After much trying, Jack Daniel’s will finally get a SCOTUS review on the polemic decision by the United States Court of Appeals for the Ninth Circuit (9th Cir.) on VIP Prods. LLC v. Jack Daniel’s Properties, Inc. in which the Court made an overreaching interpretation of the Rogers test by extending it to trademarks and granting it First Amendment protection.

The decision, which raised some alarms in the trademark community, may be considered to engender some chaos by eroding the line that separates likelihood of confusion from free speech and opens a door for “parody” trademarks to free-ride on other well known distinctive signs.

In Colombia, Decision 486/2000 (§157) states that:

Third parties may, without the consent of the owner of the registered trademark, use in the market their own name, address or pseudonym, a geographical name or any other certain indication related to the species, quality, quantity, destination, value, place of origin or time of production of its products or of the provision of its services or other characteristics of these; as long as it is done in good faith, does not constitute use as a trademark, and such use is limited to identification or information purposes and is not capable of misleading the public about the origin of the products or services.
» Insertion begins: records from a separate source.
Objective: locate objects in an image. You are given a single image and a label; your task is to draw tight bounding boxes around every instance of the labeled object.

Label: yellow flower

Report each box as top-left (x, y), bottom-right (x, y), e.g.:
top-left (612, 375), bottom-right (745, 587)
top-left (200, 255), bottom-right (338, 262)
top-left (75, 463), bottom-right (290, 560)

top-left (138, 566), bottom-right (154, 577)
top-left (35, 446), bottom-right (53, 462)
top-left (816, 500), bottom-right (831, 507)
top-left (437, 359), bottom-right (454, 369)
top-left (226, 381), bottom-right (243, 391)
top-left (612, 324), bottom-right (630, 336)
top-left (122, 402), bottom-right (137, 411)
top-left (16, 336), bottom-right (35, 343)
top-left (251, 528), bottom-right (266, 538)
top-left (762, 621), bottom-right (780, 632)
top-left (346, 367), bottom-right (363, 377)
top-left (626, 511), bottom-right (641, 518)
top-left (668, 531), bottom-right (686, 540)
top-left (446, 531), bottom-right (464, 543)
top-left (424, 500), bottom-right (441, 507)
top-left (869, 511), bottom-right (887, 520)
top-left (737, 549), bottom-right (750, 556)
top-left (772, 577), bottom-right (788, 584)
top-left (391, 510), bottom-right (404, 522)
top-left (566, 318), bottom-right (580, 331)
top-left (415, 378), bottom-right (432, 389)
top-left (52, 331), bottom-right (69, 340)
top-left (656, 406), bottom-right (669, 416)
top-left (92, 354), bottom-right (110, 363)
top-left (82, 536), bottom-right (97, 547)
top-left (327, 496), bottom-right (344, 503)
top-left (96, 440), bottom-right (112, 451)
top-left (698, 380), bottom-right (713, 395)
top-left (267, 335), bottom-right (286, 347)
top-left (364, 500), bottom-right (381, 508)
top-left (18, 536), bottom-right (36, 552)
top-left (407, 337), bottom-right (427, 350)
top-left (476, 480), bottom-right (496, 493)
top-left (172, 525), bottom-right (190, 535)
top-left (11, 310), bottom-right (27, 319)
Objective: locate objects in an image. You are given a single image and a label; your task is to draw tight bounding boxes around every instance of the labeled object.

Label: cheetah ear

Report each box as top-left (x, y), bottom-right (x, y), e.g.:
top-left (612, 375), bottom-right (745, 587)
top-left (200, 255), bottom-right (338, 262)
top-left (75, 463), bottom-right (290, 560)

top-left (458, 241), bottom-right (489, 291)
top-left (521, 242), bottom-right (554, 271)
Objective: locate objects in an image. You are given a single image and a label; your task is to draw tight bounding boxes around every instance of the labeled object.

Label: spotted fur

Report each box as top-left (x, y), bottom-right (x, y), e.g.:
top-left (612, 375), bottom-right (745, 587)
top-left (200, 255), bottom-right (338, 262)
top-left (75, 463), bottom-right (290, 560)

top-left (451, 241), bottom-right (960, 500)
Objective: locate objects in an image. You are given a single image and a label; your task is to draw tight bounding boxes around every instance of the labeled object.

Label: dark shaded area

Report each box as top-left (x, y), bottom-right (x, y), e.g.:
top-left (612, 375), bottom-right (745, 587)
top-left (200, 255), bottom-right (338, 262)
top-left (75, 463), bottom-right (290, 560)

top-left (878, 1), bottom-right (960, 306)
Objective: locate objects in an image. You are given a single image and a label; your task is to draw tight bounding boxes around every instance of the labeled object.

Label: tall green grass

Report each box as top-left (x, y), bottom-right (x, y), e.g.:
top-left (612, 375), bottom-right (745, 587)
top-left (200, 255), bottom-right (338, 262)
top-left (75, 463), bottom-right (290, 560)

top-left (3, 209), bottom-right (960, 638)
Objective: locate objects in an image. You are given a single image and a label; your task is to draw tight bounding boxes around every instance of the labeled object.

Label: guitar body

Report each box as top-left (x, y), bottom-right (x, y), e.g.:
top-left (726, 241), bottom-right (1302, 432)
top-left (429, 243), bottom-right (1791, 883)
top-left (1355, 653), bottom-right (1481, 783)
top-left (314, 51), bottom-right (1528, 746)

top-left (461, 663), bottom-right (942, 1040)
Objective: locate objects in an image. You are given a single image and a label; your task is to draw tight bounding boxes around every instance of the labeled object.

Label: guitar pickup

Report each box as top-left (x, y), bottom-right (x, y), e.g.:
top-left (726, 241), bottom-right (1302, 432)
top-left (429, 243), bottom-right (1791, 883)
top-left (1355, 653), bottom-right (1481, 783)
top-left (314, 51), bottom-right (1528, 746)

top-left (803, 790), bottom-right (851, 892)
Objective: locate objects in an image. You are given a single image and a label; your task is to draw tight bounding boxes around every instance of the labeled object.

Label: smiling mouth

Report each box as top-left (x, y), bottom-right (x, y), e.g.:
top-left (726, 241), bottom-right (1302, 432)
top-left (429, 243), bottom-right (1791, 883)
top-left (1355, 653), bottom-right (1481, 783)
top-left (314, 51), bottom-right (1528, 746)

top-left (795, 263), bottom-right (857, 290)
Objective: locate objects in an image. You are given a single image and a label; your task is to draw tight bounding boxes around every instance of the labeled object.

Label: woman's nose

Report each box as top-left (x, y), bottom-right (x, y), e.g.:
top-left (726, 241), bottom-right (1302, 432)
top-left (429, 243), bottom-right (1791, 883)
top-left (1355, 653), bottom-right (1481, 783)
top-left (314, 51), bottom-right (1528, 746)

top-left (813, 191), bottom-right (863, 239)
Which means that Colombian law does not make any distinction as to whether the brand is being used for parody purposes or not. In that order, the rules for the assessment of a risk of confusion would be in force considering that the purpose of use of a trademark will always be the commercialization of products or services covered by it.

Recent modification of Law 23/1982 through Law 1915/2018 (§16.d) provides the following:

The transformation of published literary and artistic works will be allowed, provided that it is carried out for parody and caricature purposes, and does not imply a risk of confusion with the original work.